Il centro di riabilitazione Asha Niwas
Dal 2016, Suor Rajni gestisce il Centro di riabilitazione della Santa Croce Asha Niwas a Majhatoli, Jharkhand. Le suore forniscono programmi di sensibilizzazione agli studenti e ad altri gruppi sul tema delle conseguenze della migrazione e del traffico delle persone. In sei anni hanno concluso 150 programmi. Con le visite a domicilio le suore possono farsi un’idea del numero delle persone che sono immigrate nella zona. “Nel processo di migrazione molte persone diventano vittime del traffico di esseri umani e non riescono a tornare a casa per molti anni. Ci sono dei genitori che ci contattano perché li aiutiamo a cercare le loro figlie in modo da poterle riportare a casa”, ci dice suor Rajni.
In alternativa al ritorno a casa, le suore offrono accoglienza alle ragazze che possono imparare il lavoro di sartoria e altre attività che generano reddito come la coltivazione dei funghi e la realizzazione di candele. “Stando con noi recuperano la fiducia in sé stesse e quando la famiglia è disposta ad accettarle, le rimandiamo a casa”, continua suor Rajni.
Attività per combattere il traffico di esseri umani a Hansqua
Insieme ad altre consorelle, suor Teresa Dorjee lavora invece con ragazze analfabete e abbandonate, ma anche con alcune ragazze istruite che vengono “dalle piantagioni di tè e dalle colline”, spiega suor Teresa. “Lavoriamo soprattutto in prevenzione, cercando di identificare ragazze povere che, a conclusione della scuola secondaria o addirittura di studi universitari, finiscono a casa e sono particolarmente vulnerabili. Sono, infatti, nel mirino dei trafficanti che promettono loro un buon lavoro nelle grandi città. E dato che queste ragazze non hanno la possibilità di seguire una formazione professionale e trovare quindi un lavoro adeguato, è facile che si lascino tentare dalle false promesse”.
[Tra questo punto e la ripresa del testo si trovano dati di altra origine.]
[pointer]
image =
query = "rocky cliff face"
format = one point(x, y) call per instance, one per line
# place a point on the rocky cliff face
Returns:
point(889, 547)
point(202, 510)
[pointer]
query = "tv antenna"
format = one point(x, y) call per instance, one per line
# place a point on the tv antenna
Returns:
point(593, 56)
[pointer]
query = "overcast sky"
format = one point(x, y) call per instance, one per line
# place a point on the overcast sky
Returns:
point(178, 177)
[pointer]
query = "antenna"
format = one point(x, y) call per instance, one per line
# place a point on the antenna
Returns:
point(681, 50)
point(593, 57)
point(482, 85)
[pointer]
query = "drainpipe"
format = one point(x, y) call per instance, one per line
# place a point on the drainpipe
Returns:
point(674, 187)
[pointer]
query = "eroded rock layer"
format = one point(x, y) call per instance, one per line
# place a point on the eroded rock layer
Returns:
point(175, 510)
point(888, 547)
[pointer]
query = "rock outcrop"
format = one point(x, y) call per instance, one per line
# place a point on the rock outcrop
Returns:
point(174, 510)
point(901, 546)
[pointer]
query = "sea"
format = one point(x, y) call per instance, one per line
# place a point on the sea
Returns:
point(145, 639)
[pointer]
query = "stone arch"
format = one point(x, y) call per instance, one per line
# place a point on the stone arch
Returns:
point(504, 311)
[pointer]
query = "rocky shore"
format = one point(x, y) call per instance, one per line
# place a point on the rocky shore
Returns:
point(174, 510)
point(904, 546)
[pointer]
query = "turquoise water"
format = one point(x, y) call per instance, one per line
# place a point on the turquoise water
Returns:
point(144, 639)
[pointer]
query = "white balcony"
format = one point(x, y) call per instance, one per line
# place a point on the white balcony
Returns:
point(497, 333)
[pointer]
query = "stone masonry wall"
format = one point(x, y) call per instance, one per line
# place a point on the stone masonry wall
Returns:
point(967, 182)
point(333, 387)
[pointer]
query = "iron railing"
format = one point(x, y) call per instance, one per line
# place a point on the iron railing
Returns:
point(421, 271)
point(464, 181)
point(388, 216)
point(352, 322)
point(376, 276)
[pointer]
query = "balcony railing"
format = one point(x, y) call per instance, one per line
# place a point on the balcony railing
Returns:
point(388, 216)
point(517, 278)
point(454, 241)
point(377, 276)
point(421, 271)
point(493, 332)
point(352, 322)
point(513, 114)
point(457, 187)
Le suore forniscono quindi il supporto economico in modo che queste ragazze possano seguire corsi di formazione professionale che possano portare ad un impiego remunerativo per loro stesse e per le loro famiglie. Ci sono poi anche altri casi, molto più complessi, che richiedono iniziative più specifiche che non escludono l’intervento della polizia locale, la visita e la consulenza alle famiglie delle vittime, e la mediazione. Però, ormai nella zona è risaputo che se una giovane donna o una ragazzina è in difficoltà, le suore cercheranno di aiutarle in ogni modo possibile.